Furthermore, if people not only stop publishing, but also take down already published works, it will create a moat around already existing Language Models

And the more they DDOS small websites — instead of respectfully scraping once — the more realistic my conspiracy theory looks.

egypturnash 2 hours ago | parent | prev | next [-]

People who are making stuff because they want to share it are still going to be publishing. And fighting to be noticed in an unending torrent of slop.

irdc 2 hours ago | parent [-]

Without any material or immaterial benefits? And with one's work being ground up and turned into weights for the next version of the machine that's threatening one's employment?

dzhiurgis 3 hours ago | parent | prev [-]

Great.
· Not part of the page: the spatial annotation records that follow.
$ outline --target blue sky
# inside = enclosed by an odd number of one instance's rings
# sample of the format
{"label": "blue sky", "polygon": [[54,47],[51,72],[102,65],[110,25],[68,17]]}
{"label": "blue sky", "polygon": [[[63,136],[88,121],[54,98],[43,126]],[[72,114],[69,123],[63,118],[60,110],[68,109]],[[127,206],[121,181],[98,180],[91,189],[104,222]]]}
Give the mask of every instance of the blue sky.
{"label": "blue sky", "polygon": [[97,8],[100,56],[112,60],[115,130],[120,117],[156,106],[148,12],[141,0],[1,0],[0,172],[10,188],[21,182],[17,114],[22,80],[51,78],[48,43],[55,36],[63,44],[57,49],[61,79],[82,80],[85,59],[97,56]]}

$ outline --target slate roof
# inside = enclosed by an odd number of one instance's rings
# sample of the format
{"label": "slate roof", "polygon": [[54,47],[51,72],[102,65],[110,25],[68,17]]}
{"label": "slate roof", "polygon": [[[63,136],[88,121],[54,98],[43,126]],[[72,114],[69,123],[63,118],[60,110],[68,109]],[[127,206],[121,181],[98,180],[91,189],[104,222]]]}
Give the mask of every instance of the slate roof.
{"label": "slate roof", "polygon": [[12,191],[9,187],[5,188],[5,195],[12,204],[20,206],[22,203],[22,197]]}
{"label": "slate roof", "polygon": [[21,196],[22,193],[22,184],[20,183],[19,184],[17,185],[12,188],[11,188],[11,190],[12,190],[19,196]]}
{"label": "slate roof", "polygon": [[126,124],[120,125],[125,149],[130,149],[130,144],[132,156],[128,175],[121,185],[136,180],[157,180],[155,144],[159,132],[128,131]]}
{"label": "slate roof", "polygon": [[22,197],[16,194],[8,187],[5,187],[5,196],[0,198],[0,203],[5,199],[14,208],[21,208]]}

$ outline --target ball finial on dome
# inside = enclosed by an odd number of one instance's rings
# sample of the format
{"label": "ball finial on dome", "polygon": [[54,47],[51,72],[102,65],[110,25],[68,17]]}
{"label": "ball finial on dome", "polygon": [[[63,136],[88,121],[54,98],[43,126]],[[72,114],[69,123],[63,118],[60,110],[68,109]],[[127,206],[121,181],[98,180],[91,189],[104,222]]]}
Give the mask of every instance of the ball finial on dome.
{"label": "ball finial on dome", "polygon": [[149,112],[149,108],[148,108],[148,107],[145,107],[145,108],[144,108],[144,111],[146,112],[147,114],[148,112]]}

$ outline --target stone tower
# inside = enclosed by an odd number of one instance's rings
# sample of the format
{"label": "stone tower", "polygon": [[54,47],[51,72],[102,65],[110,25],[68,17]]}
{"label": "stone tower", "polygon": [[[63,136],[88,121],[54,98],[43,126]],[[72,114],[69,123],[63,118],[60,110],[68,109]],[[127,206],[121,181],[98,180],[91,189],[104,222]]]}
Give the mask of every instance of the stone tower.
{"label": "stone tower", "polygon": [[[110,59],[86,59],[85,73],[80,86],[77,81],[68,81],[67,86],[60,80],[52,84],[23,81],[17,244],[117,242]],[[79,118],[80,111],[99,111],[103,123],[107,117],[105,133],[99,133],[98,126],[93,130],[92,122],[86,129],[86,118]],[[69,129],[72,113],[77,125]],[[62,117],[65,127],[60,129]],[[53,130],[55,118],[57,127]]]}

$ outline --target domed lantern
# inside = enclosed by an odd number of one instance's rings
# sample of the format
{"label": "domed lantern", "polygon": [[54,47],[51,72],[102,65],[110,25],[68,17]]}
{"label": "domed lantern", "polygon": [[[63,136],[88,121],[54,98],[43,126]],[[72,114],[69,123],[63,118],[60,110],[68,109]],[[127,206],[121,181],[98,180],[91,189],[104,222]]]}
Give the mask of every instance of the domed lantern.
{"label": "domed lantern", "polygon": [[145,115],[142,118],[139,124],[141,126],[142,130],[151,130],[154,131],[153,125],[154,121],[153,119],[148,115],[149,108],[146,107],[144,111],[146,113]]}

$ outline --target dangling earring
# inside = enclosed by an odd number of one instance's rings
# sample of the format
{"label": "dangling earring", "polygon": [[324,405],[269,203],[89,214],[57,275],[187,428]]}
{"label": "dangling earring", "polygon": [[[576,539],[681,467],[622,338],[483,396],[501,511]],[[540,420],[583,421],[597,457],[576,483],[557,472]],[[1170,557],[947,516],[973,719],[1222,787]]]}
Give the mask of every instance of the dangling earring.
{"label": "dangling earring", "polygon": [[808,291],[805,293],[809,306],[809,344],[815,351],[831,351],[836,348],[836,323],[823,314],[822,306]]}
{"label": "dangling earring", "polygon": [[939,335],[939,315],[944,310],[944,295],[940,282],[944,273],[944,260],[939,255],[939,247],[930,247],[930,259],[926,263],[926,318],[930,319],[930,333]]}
More work for AI then.

kator 2 hours ago | parent | prev [-]

The sad thing is I feel trapped on all sides of the debate, I wrote a book about LLMs and human creativity (spoiler Humans win for a long time) but I was going to do it as a blog series, instead I published https://www.amazon.com/dp/B0GXCSY4W8 because I felt at least I might get a bit back for literally 100’s of hours of my life I poured into the book and my editor and friends who read and provided reviews.

And I push a lot of open source code including a ton for the SWGEmu project, but now I’m of mixed mind to stop pushing anything public. I can’t decide, am I talking out of both sides of my mouth, it’s a confusing time to navigate for sure.

jagged-chisel 5 hours ago | parent | prev [-]

> The sender pays, not the receiver.

You have a hole here. Your web server is sending the response and the bot is receiving.

Fix that and … profit? :-)

kator 2 hours ago | parent | next [-]

oh good point got that backwards… OMG my fax brain didn’t even think about it.

wizzwizz4 3 hours ago | parent | prev [-]

I'm trying to compose a better wording, but my attempts aren't working. The best I've got is:

> The initiator of the communication pays, not the server operator.